Sinergi Polda Banten dan Stakeholder Perkuat Upaya Menekan Angka Kecelakaan di Banten

Dalam upaya meningkatkan keselamatan berlalu lintas dan menekan angka kecelakaan di wilayah Banten, rapat koordinasi lintas instansi digelar di Polda Banten pada tanggal 19 Mei 2026. Kegiatan tersebut dihadiri oleh unsur kepolisian, Jasa Raharja, serta dinas perhubungan guna melakukan evaluasi bersama terkait langkah pencegahan kecelakaan lalu lintas yang telah berjalan selama ini.

Rapat koordinasi tersebut membahas sejumlah faktor dominan penyebab kecelakaan lalu lintas yang hingga kini masih menjadi perhatian serius, khususnya di wilayah Kota Serang dan Kabupaten Serang yang angka kecelakaannya masih tergolong tinggi. Berdasarkan hasil evaluasi, faktor human error masih menjadi penyebab utama terjadinya kecelakaan di jalan raya.

Beberapa pelanggaran yang kerap ditemukan di lapangan antara lain pengendara yang melaju dengan kecepatan tinggi, kelalaian menerobos traffic light, kurangnya kepatuhan terhadap aturan lalu lintas, hingga rendahnya kesadaran keselamatan berkendara di kalangan masyarakat.

Dalam forum tersebut, seluruh pihak sepakat bahwa upaya penurunan angka kecelakaan tidak dapat dilakukan secara parsial, melainkan membutuhkan kolaborasi dan keterlibatan aktif berbagai stakeholder terkait. Sinergi antarinstansi dinilai menjadi langkah penting untuk memperkuat edukasi keselamatan, pengawasan, hingga upaya preventif di lapangan.

Kabag Operasional Jasa Raharja Kanwil Banten, Harry Herawan, menyampaikan bahwa edukasi keselamatan kepada masyarakat perlu terus ditingkatkan secara masif dan berkelanjutan guna membangun budaya tertib berlalu lintas.

“Keselamatan berlalu lintas merupakan tanggung jawab bersama. Faktor human error masih mendominasi penyebab kecelakaan, sehingga edukasi dan peningkatan kesadaran masyarakat harus terus diperkuat. Kolaborasi lintas instansi menjadi kunci agar upaya pencegahan kecelakaan dapat berjalan lebih efektif dan mampu menekan fatalitas korban laka,” ujar Harry Herawan.
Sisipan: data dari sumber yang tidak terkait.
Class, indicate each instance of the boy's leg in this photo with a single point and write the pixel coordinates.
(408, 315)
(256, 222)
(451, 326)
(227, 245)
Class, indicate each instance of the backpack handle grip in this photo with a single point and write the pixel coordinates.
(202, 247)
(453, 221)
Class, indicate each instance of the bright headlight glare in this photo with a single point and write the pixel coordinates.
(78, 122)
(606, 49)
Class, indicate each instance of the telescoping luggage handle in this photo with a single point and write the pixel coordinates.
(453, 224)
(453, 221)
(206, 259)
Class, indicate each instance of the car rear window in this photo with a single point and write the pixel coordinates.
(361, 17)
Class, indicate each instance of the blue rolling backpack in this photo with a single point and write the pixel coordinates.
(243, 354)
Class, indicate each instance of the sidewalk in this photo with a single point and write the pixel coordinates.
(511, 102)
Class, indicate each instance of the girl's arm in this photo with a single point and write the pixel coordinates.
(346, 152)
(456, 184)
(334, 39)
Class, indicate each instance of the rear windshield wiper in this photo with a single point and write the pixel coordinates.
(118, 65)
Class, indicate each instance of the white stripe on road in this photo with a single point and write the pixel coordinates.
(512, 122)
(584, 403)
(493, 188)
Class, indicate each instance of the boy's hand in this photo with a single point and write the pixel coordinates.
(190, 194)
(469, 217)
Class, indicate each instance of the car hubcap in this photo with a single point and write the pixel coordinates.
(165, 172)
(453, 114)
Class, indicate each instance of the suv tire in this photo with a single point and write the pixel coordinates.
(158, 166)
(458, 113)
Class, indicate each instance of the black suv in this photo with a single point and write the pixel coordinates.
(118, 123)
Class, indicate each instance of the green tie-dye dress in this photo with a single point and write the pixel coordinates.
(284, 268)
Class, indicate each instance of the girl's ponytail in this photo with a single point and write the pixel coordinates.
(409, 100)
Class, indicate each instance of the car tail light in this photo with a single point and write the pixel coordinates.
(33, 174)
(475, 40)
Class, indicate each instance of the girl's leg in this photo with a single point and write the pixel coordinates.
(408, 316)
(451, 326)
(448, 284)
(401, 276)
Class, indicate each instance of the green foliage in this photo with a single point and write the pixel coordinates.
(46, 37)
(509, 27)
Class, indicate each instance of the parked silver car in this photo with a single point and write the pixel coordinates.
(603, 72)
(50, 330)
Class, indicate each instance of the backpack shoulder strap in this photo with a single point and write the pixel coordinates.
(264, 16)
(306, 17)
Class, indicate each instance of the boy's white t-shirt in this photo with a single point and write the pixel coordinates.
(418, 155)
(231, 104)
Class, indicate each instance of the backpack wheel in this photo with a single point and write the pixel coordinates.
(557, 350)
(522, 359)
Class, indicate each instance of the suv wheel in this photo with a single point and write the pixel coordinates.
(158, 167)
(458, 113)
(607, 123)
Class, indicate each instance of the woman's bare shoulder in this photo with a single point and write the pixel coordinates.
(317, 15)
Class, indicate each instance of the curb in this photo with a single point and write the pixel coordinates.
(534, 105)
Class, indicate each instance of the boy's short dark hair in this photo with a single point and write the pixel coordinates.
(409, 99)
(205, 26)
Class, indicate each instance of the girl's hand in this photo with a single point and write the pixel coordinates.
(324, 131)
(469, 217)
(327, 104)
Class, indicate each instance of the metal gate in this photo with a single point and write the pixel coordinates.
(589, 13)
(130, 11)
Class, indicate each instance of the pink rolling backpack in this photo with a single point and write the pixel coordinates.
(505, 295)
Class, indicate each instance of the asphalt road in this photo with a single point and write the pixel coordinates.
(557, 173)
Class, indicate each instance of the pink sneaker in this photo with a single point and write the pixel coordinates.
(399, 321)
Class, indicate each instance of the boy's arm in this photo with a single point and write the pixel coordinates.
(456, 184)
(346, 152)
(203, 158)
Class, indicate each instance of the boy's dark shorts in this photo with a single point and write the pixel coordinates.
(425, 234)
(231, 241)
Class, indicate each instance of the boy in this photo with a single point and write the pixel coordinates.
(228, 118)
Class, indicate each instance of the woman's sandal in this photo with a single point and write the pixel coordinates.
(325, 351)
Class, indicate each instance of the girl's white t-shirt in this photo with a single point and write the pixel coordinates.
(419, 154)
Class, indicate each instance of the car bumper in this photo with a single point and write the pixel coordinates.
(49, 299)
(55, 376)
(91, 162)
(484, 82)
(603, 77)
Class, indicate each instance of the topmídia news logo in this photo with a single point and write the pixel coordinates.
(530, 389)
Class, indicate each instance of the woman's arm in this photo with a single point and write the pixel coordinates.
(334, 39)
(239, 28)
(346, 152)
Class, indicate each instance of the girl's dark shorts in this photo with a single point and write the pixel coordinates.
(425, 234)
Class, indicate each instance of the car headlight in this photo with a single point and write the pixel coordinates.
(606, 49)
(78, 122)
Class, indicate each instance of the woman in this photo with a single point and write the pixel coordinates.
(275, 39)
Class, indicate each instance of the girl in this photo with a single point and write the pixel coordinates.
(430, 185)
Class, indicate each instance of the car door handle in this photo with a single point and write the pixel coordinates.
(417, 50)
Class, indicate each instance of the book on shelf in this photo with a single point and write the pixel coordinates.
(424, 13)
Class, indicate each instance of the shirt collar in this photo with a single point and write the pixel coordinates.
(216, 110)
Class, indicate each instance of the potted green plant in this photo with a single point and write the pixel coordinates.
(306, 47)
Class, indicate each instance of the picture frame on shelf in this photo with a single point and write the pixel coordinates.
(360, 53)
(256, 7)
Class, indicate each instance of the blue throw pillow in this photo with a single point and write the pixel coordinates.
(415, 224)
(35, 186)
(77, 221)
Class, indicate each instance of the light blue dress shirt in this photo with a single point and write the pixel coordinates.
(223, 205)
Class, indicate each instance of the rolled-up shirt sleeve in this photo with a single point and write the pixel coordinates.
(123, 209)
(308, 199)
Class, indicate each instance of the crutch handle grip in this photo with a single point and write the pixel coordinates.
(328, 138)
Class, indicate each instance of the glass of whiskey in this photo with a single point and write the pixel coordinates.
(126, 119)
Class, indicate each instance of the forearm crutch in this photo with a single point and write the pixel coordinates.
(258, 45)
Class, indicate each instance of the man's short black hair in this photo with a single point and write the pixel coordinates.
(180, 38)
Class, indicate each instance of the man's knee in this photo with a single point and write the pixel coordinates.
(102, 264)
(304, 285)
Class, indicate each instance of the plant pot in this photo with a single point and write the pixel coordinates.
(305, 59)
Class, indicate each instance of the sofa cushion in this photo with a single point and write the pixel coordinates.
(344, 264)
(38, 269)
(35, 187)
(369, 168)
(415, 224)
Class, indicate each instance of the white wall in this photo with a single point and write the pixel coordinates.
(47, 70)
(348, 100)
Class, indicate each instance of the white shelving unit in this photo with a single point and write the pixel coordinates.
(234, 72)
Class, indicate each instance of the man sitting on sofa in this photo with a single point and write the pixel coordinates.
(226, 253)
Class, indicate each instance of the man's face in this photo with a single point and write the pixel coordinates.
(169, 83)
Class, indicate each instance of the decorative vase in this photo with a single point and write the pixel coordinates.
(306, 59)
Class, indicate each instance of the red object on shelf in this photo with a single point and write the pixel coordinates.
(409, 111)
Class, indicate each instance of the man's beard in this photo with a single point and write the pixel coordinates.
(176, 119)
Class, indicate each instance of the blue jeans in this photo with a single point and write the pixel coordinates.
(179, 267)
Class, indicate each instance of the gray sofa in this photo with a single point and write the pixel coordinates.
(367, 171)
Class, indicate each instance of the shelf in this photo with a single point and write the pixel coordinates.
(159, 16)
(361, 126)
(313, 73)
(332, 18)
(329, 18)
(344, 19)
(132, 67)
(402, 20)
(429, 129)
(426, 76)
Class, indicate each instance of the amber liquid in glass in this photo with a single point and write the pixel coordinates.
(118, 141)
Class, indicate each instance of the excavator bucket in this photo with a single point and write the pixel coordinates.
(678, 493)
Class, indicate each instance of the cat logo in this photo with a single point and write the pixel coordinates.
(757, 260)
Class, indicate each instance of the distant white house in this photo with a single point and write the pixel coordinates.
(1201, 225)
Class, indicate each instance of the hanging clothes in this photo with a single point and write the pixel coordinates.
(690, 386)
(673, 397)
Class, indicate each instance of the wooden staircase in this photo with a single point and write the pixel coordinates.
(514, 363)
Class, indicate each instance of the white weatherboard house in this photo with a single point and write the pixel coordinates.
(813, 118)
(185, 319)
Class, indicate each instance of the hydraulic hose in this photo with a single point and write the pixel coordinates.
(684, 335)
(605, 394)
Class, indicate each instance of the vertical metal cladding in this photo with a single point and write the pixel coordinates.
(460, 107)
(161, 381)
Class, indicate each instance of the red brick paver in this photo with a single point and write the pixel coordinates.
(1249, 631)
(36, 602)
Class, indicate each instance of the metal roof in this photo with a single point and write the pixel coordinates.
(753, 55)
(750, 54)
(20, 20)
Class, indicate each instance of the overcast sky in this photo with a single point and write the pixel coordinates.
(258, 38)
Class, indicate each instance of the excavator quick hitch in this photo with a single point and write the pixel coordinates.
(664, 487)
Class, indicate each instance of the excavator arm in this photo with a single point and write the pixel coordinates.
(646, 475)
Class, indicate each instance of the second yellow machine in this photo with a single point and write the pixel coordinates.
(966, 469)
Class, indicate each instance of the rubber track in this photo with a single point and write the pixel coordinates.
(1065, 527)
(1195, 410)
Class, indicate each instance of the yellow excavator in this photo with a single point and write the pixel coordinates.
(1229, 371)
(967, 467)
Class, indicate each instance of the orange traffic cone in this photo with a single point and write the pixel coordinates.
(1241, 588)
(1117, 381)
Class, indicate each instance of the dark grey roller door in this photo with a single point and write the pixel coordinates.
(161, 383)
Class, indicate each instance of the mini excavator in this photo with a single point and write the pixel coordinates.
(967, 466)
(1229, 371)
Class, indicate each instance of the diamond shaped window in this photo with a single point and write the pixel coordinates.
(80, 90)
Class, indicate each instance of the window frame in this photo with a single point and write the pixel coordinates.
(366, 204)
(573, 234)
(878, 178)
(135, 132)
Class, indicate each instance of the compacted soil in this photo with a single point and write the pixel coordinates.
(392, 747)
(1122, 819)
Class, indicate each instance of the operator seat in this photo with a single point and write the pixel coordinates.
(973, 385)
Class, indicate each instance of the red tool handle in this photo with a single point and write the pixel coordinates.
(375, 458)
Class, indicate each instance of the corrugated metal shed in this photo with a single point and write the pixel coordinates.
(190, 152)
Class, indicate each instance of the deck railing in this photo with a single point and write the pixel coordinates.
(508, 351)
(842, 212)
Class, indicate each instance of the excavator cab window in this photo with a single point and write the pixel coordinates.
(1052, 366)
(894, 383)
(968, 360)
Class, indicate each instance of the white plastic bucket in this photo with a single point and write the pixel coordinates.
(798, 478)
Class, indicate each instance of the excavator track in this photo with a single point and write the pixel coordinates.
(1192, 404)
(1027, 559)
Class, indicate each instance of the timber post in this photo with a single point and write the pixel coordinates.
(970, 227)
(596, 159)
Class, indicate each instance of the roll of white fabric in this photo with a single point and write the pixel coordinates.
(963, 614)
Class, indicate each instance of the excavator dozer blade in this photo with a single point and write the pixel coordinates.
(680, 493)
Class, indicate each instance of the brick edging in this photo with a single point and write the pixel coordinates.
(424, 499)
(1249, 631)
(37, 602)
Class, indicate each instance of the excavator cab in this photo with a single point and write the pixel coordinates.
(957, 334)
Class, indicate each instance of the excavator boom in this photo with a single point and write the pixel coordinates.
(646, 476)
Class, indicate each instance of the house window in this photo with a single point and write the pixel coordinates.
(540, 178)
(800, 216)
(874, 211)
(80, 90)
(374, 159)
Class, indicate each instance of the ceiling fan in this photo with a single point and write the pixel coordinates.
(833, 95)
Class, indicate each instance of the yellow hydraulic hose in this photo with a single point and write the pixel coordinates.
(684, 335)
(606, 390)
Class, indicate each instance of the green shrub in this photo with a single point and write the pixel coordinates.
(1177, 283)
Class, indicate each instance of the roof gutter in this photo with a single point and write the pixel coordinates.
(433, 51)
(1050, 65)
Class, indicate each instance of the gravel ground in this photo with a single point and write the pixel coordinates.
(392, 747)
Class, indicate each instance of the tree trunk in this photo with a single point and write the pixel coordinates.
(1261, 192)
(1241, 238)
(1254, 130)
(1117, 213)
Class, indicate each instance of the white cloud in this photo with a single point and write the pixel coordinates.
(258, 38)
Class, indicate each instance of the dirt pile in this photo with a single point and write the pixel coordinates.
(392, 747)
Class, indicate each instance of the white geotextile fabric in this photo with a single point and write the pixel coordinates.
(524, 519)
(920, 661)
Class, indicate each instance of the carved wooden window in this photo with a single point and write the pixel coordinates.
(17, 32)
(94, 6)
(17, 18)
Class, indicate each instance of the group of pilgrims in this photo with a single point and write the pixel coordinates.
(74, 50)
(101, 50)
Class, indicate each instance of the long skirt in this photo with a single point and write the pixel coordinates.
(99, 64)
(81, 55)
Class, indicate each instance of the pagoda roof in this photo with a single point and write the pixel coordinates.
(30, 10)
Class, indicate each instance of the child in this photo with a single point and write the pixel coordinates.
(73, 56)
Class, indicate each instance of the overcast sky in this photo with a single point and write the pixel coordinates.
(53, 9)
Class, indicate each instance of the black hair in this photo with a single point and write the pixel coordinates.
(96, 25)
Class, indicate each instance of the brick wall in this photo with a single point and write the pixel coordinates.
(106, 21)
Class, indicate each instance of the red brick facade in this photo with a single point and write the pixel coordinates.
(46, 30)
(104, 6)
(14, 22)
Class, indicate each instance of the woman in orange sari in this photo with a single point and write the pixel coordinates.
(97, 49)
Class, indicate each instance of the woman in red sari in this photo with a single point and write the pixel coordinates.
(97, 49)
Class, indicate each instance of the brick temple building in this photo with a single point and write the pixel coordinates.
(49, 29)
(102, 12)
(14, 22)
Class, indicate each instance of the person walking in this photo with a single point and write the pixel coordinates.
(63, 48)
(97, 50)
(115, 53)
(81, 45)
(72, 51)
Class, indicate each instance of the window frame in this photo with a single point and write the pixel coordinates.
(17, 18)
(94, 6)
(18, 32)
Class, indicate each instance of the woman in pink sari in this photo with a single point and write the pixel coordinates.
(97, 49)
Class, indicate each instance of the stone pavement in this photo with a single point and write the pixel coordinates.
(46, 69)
Selain itu, evaluasi secara berkala juga dinilai penting untuk mengukur efektivitas program keselamatan yang telah dijalankan. Dengan evaluasi yang berkesinambungan, diharapkan seluruh pihak dapat menemukan formula yang lebih tepat dan efektif dalam menurunkan angka kecelakaan serta meminimalisir fatalitas korban kecelakaan lalu lintas di wilayah Banten.

Melalui rapat koordinasi ini, diharapkan sinergi antarinstansi dapat semakin kuat dalam menciptakan budaya keselamatan berlalu lintas dan mewujudkan kondisi lalu lintas yang lebih aman, tertib, dan nyaman bagi masyarakat.